Alla faccia nostra...

Alla faccia nostra…

La riforma di Renzi riesce a centrare entrambi gli obiettivi delinati in apertura di questo articolo. Da un lato crea un organo di freno e controllo nei confronti dell’istituzione che rappresenta i cittadini, la Camera dei deputati; dall’altro ribadisce e rafforza la subordinazione di quest’ultima all’esecutivo. Esecutivo che vede esaltato il proprio ruolo anche a discapito delle autonomie locali.
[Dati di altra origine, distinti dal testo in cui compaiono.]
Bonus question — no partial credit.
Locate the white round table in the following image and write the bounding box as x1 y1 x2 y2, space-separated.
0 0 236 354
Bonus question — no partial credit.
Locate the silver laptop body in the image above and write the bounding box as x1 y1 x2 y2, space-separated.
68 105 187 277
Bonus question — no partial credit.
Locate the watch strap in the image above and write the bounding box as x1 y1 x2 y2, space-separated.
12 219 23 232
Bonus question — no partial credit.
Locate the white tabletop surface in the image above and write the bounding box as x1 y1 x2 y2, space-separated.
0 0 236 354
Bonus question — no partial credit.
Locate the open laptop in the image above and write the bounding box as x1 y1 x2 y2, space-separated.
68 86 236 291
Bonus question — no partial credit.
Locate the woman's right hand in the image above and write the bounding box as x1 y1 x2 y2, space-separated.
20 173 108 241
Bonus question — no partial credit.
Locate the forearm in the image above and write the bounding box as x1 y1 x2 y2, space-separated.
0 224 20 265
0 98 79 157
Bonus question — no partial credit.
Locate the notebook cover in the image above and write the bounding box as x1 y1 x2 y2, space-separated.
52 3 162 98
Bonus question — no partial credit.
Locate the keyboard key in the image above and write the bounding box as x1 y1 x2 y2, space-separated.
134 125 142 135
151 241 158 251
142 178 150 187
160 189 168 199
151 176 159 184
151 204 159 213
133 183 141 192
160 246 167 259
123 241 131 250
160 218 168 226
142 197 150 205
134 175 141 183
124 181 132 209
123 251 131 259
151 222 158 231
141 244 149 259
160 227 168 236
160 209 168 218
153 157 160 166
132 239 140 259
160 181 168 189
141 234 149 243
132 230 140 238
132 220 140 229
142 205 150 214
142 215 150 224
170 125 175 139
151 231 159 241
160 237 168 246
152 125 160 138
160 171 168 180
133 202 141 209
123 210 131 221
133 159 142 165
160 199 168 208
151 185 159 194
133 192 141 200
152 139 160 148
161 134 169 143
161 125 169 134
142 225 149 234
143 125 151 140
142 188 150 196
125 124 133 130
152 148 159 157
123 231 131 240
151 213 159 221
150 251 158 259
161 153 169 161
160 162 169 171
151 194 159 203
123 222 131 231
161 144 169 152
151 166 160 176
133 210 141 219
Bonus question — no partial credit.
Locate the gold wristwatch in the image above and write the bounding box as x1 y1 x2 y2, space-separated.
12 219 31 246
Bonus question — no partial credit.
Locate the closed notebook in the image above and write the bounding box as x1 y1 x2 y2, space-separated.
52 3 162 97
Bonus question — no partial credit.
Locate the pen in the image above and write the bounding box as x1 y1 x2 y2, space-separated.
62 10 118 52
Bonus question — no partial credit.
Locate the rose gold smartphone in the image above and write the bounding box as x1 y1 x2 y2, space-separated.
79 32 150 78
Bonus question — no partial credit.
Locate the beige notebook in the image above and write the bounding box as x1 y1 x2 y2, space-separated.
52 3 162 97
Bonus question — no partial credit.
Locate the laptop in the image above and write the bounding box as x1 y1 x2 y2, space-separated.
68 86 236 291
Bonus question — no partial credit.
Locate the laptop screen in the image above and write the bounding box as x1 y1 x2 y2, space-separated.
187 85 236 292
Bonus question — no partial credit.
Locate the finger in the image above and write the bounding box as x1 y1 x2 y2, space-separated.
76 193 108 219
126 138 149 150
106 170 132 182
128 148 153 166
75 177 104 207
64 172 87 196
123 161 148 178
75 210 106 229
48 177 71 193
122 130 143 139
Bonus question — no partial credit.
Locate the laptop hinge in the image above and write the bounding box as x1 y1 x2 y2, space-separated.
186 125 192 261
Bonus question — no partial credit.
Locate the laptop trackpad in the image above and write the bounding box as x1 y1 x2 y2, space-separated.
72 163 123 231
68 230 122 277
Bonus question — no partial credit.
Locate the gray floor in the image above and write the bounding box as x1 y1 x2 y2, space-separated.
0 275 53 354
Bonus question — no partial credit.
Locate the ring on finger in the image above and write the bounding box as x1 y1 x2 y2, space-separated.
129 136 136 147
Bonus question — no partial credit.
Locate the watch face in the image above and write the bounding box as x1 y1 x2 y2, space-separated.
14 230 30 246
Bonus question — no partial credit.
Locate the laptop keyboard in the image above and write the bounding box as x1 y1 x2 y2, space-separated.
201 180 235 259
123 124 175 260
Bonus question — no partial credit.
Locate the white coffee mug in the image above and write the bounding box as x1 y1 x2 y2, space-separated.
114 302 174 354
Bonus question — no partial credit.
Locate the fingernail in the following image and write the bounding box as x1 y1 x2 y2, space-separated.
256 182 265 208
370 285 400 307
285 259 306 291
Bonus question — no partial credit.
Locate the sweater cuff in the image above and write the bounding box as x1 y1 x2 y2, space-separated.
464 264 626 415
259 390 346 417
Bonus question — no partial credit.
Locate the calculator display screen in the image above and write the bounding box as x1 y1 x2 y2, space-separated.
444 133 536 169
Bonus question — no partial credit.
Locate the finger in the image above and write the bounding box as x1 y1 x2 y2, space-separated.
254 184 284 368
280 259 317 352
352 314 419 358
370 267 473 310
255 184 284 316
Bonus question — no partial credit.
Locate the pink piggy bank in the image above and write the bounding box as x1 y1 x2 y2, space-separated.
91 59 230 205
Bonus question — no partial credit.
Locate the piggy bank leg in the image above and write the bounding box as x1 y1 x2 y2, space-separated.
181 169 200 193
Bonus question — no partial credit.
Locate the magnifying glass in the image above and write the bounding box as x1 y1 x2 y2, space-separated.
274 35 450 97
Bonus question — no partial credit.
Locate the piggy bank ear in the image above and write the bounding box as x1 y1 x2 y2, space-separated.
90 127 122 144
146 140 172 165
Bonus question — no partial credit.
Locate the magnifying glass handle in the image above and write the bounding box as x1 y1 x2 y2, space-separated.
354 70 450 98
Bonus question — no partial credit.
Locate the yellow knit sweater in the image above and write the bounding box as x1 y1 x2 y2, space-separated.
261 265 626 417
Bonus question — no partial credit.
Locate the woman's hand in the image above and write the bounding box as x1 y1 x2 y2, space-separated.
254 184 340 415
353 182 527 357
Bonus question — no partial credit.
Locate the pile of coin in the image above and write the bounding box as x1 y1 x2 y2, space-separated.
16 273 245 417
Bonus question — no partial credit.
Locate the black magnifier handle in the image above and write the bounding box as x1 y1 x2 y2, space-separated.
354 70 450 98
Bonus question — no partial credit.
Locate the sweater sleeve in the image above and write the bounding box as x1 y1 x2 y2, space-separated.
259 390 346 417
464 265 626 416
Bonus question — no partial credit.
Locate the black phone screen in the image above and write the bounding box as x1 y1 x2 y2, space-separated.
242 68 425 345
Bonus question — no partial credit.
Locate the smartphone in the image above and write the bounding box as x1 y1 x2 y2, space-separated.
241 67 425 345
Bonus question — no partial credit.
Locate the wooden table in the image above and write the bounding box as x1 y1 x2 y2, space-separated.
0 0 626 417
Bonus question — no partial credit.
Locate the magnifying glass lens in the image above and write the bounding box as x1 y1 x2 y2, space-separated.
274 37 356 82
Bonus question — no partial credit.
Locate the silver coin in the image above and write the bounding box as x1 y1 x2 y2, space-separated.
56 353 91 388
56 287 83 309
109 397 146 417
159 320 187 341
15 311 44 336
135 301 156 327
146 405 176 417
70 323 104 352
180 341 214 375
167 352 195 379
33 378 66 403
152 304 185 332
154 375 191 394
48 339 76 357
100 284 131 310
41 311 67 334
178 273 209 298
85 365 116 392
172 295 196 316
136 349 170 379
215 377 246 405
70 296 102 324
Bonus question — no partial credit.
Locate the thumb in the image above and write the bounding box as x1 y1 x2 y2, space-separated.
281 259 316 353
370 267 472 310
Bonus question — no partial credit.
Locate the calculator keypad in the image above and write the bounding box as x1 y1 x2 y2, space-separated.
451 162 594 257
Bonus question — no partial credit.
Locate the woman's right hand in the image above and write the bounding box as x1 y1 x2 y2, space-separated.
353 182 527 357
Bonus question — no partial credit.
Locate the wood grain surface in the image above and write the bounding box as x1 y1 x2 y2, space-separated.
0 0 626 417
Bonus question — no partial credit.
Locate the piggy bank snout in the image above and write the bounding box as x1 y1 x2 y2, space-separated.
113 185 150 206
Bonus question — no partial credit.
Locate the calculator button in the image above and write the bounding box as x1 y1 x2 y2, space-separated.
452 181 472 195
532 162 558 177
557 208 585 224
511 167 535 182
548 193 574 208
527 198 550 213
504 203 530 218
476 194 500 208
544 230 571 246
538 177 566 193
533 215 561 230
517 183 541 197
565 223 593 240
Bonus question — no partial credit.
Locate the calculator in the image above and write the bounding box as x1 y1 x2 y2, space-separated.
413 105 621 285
Il testo costituzionale vigente afferma che la sovranità appartiene al popolo. Il senso giuridico di questa enunciazione, se si astrae dalla retorica, è che il potere che dovrebbe assumere un ruolo di prevalenza e di centralità nell’ambito del sistema istituzionale è quello legislativo. Il legislativo è il potere che contiene in sé l’espressione della volontà popolare. Questo è il perno della forma di stato repubblicana democratica. La forma di stato repubblicana e post-democratica (o non democratica) non pone al centro il legislativo, ma l’esecutivo. La prevalenza dell’esecutivo è la chiave di lettura fondamentale per comprendere l’evoluzione costituzionale degli ultimi anni. L’intera struttura di governance della UE è concepita per esaltare il ruolo degli esecutivi e deprimere quello dei parlamenti. In Italia, abbiamo assistito all’assalto dell’esecutivo all’indipendenza dell’ordine giudiziario. In tutti i paesi notiamo come il ruolo del legislativo è usurpato dal governo. In Italia la stragrande maggioranza degli interventi normativi sono riconducibili a disegni di legge governativi, Decreti Legislativi, e (soprattutto) Decreti Legge.
La riforma di Renzi può essere riassunta in una frase: il Governo sopra a tutto.